A characteristic read returns raw bytes, which the driver parses per readFormat: UTF8 as a string, HEX as a hex string, INT16/UINT16/FLOAT as numbers. INT16/UINT16/FLOAT are also affected by byteOrder (BIG big-endian, LITTLE little-endian); UTF8 and HEX are independent of byte order.

Write command configuration (command-attribute)

Writable points additionally need these on the write command:

AttributecodeTypeDefaultDescription
Service UUIDserviceUuidSTRING(empty)GATT Service UUID
Characteristic UUIDcharacteristicUuidSTRING(empty)UUID of the characteristic to write

Writes are sent as UTF-8 bytes

The driver encodes the command value to UTF-8 bytes and writes them straight into the characteristic—no format conversion like readFormat. To write a number or hex value, express it as a string the target characteristic accepts at the layer above.

Polling and health

  • Poll interval: default cron 0/30 * * * * ? (one read every 30 seconds).
  • Health / online: the device health check defaults to cron 0/15 * * * * ? with a 45 second lease timeout. A device is online when it is connected and reachable (BLE link isOnline() && isConnected()); see Device for the online state mechanism.

Minimal onboarding example

Bring in a BLE thermometer at MAC AA:BB:CC:DD:EE:FF:

  1. Create a Device with Bluetooth LE Driver, setting driver attributes adapterName=hci0, deviceAddress=AA:BB:CC:DD:EE:FF, and leaving connectionTimeout at the default 10000.
  2. Add a temperature Point (READ_ONLY) to the Profile bound to the device.

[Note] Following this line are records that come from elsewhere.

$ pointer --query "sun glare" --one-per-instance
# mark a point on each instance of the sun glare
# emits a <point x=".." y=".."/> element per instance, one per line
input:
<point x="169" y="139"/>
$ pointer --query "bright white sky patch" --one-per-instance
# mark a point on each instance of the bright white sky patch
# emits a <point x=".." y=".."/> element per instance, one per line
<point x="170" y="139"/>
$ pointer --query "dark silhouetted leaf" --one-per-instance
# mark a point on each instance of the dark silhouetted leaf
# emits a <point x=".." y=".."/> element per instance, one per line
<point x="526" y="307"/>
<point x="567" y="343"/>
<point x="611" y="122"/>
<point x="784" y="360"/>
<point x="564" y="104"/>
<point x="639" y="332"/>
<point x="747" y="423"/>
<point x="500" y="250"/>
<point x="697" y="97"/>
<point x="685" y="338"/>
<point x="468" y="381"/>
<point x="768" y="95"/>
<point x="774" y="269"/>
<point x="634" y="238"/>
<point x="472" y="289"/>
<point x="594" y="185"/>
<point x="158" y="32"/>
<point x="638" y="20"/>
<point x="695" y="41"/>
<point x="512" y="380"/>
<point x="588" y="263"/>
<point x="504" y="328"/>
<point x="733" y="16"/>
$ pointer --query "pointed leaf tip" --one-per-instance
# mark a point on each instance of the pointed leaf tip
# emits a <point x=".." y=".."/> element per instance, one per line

Set the point attributes serviceUuid and characteristicUuid to that temperature characteristic's UUIDs, with readFormat=FLOAT and byteOrder=LITTLE (per the peripheral's datasheet).
  3. Start the driver; within 30 seconds the polled reading appears in PointValue.

Common pitfalls

The host needs a working Bluetooth adapter and the TinyB native library

This driver uses the Sputnikdev Bluetooth Manager with the TinyB transport, relying on a physical Bluetooth adapter on the host and the TinyB native library. With no adapter, or a wrong adapterName (the default is hci0), the device stays offline forever. For containerized deployments you must pass the host's Bluetooth capabilities through into the container.

UUIDs must match the peripheral's datasheet exactly

serviceUuid and characteristicUuid must match the GATT the peripheral actually exposes, character for character (including short/long form). A wrong or mis-cased UUID means the characteristic is not found and both reads and writes fail. Confirm the peripheral's service/characteristic UUIDs with a BLE scanning tool before filling them in.